Infection assay and determination of the V. longisporum DNA concentration in the infected plant tissue. a V. longisporum DNA concentration in the plant stem. b V. longisporum DNA concentration in the hypocotyl. V. longisporum DNA was measured with real-time PCR in stem and hypocotyl of B. napus inoculated with Vlaro2 silenced mutant (Vlaro2sm) and wild type (wt) at 14, 21, 28, and 35 dpi. Data represent average ± standard deviations of three experimental replicates. The mock-inoculated plants as a control did not show presence of any V. longisporum DNA. N VL DNA/g FW = nanogram V. longisporum DNA/gram fresh weight of plant tissue. (In the inset, a representative rapeseed plant depicting the stem (5–6 cm from the top) and the hypocotyl harvested for the quantification of the V. longisporum DNA is shown). c V. longisporum DNA concentration in A. thaliana. DNA was measured with real-time PCR in A. thaliana inoculated with Vlaro2 silenced mutant (Vlaro2sm) and wild type (wt) at 28 dpi. Data represent average ± standard deviations of three experimental replicates. The mock-inoculated plants as a control did not show presence of any V. longisporum DNA. P Vl DNA/10 8 molecules of actin, picogram V. longisporum DNA/108 molecules of actin of A. thaliana
Similarly, the DNA of V. longisporum in A. thaliana infected with Vlaro2sm versus wild type was analyzed by real-time PCR. At 28 dpi, V. longisporum DNA was present but represented in Vlaro2sm-infected plants only 5% of the fungal DNA in wild-type-infected plants (Fig. 6c). Therefore, the reduced amounts of V. longisporum DNA in Vlaro2sm-infected B. napus and A. thaliana plants correlated to the slower growth and the reduced virulence of the mutant.

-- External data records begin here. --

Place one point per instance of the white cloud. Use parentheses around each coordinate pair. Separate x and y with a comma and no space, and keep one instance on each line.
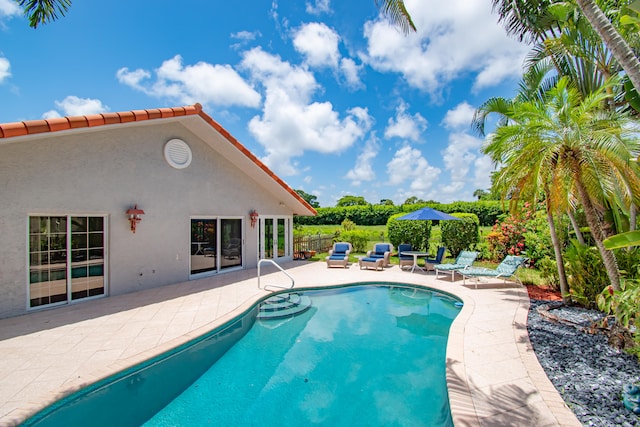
(454,38)
(202,82)
(75,106)
(460,117)
(291,122)
(246,35)
(411,173)
(404,125)
(351,72)
(467,167)
(133,78)
(5,66)
(319,45)
(318,7)
(244,38)
(363,169)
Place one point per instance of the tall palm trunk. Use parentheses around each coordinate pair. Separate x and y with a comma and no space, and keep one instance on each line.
(576,227)
(609,259)
(616,44)
(557,249)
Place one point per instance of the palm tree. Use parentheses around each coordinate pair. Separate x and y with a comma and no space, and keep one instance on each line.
(619,48)
(569,143)
(533,20)
(522,176)
(43,11)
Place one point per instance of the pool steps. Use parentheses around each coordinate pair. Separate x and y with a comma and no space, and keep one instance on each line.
(284,305)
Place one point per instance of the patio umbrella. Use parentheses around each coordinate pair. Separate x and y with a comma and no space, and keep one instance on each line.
(427,213)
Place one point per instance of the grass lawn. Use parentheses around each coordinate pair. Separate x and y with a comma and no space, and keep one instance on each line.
(378,234)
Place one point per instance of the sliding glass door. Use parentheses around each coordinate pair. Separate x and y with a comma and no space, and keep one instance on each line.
(216,244)
(275,235)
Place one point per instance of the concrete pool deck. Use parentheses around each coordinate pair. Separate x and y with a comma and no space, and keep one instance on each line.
(493,374)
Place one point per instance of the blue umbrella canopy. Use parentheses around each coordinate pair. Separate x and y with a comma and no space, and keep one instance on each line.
(428,214)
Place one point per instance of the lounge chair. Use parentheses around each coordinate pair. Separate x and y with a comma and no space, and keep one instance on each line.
(505,270)
(381,250)
(375,263)
(430,263)
(404,260)
(339,255)
(464,260)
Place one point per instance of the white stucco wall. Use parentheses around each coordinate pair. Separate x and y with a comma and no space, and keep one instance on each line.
(106,171)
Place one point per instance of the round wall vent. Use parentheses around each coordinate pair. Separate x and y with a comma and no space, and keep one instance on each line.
(177,153)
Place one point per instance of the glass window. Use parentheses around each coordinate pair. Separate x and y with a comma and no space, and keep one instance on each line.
(64,265)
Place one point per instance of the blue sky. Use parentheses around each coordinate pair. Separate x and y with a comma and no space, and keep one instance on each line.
(330,96)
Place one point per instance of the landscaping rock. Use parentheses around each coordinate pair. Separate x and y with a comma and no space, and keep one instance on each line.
(590,374)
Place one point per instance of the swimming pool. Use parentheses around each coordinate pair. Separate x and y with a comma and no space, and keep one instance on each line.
(362,355)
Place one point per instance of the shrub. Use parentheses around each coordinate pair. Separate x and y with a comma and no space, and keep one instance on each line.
(416,233)
(461,235)
(625,306)
(548,268)
(507,236)
(586,274)
(359,239)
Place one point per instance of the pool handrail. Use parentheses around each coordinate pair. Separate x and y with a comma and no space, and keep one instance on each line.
(279,268)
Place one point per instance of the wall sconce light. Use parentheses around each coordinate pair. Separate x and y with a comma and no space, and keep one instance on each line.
(135,216)
(253,215)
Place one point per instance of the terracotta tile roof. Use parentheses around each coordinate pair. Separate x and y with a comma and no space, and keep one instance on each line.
(32,127)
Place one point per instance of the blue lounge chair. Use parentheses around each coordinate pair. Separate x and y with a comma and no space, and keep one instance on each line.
(381,250)
(339,255)
(430,263)
(464,260)
(505,270)
(404,260)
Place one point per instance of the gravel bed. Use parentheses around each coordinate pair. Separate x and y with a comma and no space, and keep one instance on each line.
(584,368)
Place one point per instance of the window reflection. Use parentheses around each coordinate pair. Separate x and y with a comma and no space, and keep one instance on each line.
(203,245)
(50,258)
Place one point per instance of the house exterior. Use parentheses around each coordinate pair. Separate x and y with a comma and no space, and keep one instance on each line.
(113,203)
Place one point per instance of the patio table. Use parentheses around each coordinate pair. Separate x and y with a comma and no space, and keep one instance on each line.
(415,255)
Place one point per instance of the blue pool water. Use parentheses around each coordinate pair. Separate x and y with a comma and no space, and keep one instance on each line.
(362,355)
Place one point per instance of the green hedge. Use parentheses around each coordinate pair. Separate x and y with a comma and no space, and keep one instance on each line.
(487,212)
(416,233)
(461,235)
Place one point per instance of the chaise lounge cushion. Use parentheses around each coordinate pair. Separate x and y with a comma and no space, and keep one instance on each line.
(339,255)
(369,262)
(382,251)
(464,260)
(505,270)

The cross-pathway regulator, VlcpcA is induced during infection of B. napus and A. thaliana
We compared the expression of Vlaro2 in B. napus infected with V. longisporum wild-type strain and B. napus infected with Vlaro2sm to analyze whether the expression of Vlaro2 is reduced in Vlaro2sm after infection of B. napus. The hypocotyls were harvested from the rapeseed plants infected with wild type or Vlaro2sm at 35 days post inoculation. Total RNA was extracted from the hypocotyls and quantitative real-time PCR was performed for Vlaro2 expression in mutant and wild type. Vlaro2 was still expressed but significantly reduced to 14% in the hypocotyl from B. napus infected with Vlaro2sm as compared to the expression in the wild type (Fig. 7a). Similar Vlaro2 expression was also observed in Vlaro2sm infected A. thaliana and wild-type-infected A. thaliana (Fig. 7b). Therefore, Vlaro2 expression was similarly reduced in Vlaro2sm in infected plants and in liquid culture (Fig. 4a).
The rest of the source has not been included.